Dari pengertian pelanggaran HAM dan pelanggaran HAM berat sejatinya kita sudah dapat mengetahui apa perbedaan dua hal tersebut. Sesuai pasal 1 angka 2 UU No. 26 tahun 2000 bahwa pelanggaran HAM berat merupakan pelanggaran HAM yang dimaksud dalam undang-undang tersebut. Lebih lanjut lagi, dalam pasal 7 disebutkan bahwa pelanggaran HAM yang berat meliputi:

  1. Kejahatan genosida
  2. Kejahatan terhadap kemanusiaan

Pada pasal 8 dijelaskan bahwa yang dimaksud dengan kejahatan genosida adalah Setiap perbuatan yang dilakukan dengan maksud untuk menghancurkan atau memusnahkan seluruh atau sebagian kelompok bangsa, ras, kelompok etnis, kelompok agama, dengan cara:

  1. membunuh anggota kelompok;
  2. mengakibatkan penderitaan fisik atau mental yang berat terhadap anggota-anggota kelompok;
  3. menciptakan kondisi kehidupan kelompok yang akan mengakibatkan kemusnahan secara fisik baik seluruh atau sebagiannya;
  4. memaksakan tindakan-tindakan yang bertujuan mencegah kelahiran di dalam kelompok; atau
  5. memindahkan secara paksa anak-anak dari kelompok tertentu ke kelompok lain.

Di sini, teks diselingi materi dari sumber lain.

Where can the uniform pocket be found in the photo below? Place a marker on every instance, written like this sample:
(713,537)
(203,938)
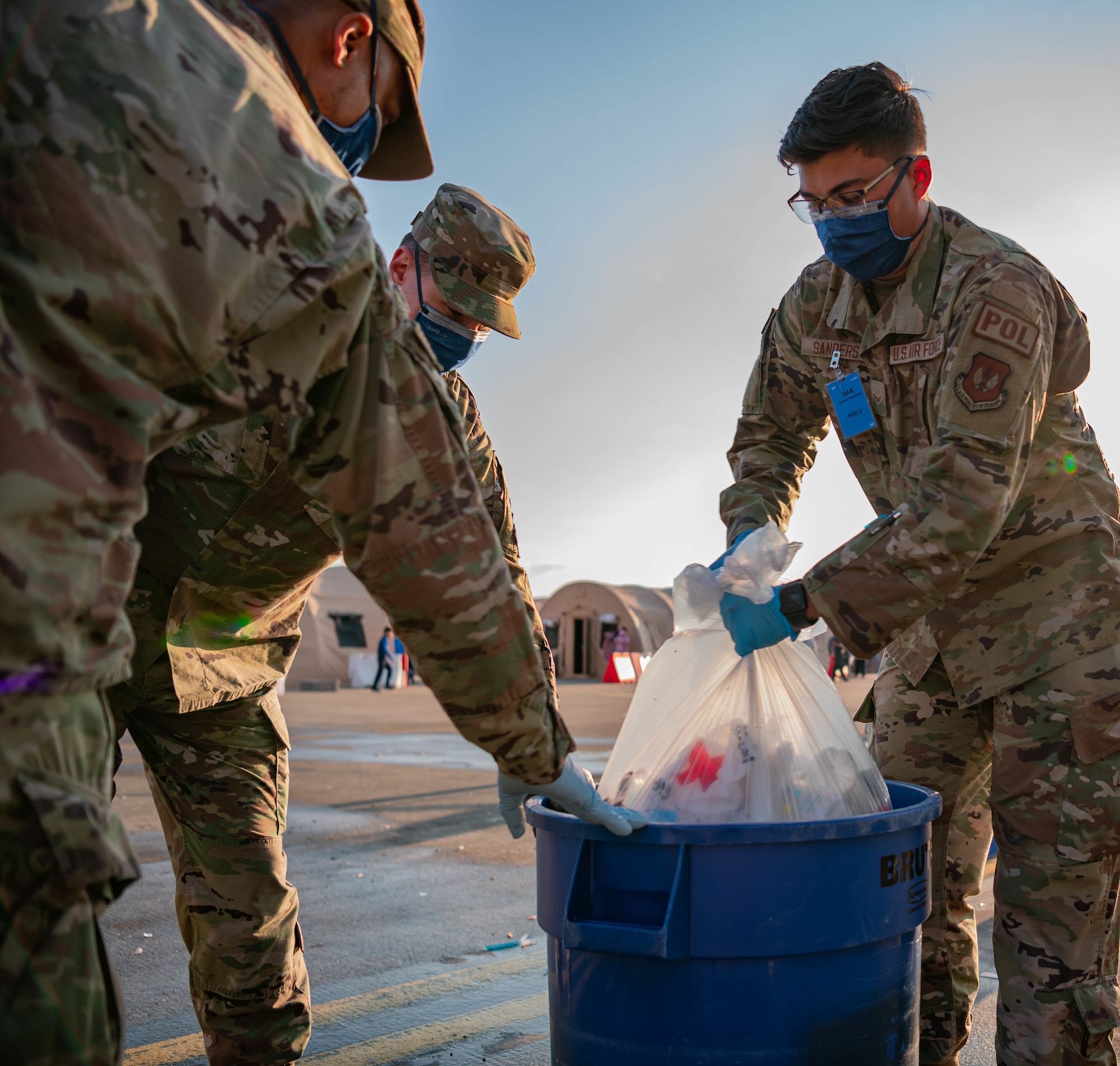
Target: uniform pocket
(1099,1005)
(1097,729)
(87,838)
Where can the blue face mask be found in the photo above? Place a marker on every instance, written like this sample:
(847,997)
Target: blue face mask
(452,342)
(356,143)
(860,240)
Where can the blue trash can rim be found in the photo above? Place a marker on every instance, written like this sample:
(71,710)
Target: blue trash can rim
(912,806)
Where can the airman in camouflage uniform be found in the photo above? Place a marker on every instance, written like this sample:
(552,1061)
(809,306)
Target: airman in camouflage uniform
(231,548)
(993,581)
(180,248)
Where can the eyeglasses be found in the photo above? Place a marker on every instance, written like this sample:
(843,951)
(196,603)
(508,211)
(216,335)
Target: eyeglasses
(851,204)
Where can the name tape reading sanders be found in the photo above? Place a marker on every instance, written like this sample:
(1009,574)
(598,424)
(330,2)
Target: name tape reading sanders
(827,348)
(918,351)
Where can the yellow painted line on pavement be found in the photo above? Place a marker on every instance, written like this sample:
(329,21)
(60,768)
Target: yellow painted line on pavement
(441,985)
(395,1046)
(179,1050)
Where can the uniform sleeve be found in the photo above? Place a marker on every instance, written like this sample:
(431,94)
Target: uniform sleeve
(991,398)
(491,478)
(386,451)
(776,440)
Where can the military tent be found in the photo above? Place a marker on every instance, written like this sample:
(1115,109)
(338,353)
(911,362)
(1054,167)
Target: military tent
(341,620)
(580,615)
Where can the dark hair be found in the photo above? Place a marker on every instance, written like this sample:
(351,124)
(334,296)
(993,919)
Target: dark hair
(409,243)
(870,106)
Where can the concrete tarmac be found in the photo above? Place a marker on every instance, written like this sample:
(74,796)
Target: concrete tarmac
(406,873)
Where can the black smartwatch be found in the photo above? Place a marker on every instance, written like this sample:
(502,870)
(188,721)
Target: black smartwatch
(794,603)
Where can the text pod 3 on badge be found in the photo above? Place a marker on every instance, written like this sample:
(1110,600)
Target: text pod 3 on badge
(918,351)
(828,348)
(1002,326)
(981,388)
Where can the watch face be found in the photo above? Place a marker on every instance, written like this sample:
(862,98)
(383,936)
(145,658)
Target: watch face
(792,598)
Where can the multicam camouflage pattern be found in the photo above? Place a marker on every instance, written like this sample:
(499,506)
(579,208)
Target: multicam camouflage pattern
(1049,754)
(220,780)
(231,549)
(66,858)
(182,249)
(404,152)
(1000,548)
(236,296)
(491,480)
(480,258)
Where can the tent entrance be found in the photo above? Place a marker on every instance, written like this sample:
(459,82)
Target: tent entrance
(581,642)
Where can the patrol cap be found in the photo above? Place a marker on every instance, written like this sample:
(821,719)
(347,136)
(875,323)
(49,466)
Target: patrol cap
(480,258)
(404,153)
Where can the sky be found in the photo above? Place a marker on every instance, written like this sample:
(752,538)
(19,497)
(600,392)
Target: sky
(634,141)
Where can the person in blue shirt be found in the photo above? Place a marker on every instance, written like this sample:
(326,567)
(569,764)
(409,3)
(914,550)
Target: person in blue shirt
(387,648)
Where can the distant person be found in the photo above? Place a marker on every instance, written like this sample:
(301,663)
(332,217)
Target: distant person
(387,648)
(608,645)
(838,664)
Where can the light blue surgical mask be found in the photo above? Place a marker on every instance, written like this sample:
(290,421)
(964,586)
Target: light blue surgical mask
(356,143)
(452,342)
(860,239)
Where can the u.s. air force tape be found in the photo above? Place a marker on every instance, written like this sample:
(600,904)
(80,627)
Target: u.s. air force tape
(918,351)
(914,352)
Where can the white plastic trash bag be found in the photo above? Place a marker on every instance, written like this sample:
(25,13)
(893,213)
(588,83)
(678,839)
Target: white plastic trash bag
(715,738)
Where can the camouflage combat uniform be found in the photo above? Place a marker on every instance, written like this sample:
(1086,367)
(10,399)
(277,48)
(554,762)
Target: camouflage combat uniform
(231,549)
(180,248)
(992,579)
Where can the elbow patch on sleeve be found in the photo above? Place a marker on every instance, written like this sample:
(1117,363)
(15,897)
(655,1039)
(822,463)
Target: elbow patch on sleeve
(994,369)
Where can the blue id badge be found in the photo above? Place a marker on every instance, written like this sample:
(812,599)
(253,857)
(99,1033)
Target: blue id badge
(854,412)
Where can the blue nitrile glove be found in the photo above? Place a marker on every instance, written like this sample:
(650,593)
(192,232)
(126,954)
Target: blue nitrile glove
(720,562)
(754,625)
(574,791)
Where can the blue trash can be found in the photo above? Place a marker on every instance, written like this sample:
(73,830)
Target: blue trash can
(713,946)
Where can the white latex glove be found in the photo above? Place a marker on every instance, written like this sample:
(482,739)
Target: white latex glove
(574,791)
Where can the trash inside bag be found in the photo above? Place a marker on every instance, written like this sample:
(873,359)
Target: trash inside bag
(715,738)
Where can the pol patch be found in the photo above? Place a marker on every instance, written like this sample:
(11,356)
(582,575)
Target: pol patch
(981,388)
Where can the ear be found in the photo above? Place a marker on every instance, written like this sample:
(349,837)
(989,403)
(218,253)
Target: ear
(922,175)
(400,266)
(350,31)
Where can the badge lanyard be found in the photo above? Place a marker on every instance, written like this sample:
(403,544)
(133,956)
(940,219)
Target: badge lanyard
(854,412)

Sementara pasal 9 menjelaskan bahwa h salah satu perbuatan yang dilakukan sebagai bagian dari serangan yang meluas atau sistematik yang diketahuinya bahwa serangan tersebut ditujukan secara langsung terhadap penduduk sipil berupa :

  1. pembunuhan;
  2. pemusnahan;
  3. perbudakan;
  4. pengusiran atau pemindahan penduduk secara paksa;
  5. perampasan kemerdekaan atau perampasan kebebasan fisik lain secara sewenang-wenang yang melanggar (asas-asas) ketentuan pokok hukum internasional;
  6. penyiksaan;
  7. perkosaan, perbudakan seksual, pelacuran secara paksa, pemaksaan kehamilan, pemandulan atau sterilisasi secara paksa atau bentuk-bentuk kekerasan seksual lain yang setara;
  8. penganiayaan terhadap suatu kelompok tertentu atau perkumpulan yang didasari persamaan paham politik, ras, kebangsaan, etnis, budaya, agama, jenis kelamin atau alasan lain yang telah diakui secara universal sebagai hal yang dilarang menurut hukum internasional;
  9. penghilangan orang secara paksa; atau
  10. kejahatan apartheid.

Dengan demikian, dapat diartikan bahwa pelanggaran HAM berat merupakan pelanggaran HAM sebagaimana yang dimaksud dalam pasal 7, yaitu kejahatan genosida dan kejahatan terhadap kemanusiaan, serta bentuk-bentuk dari dua jenis kejahatan tersebut dijelaskan pada pasal 8 dan 9 UU No. 26 tahun 2000 tentang Pengadilan Hak Asasi Manusia.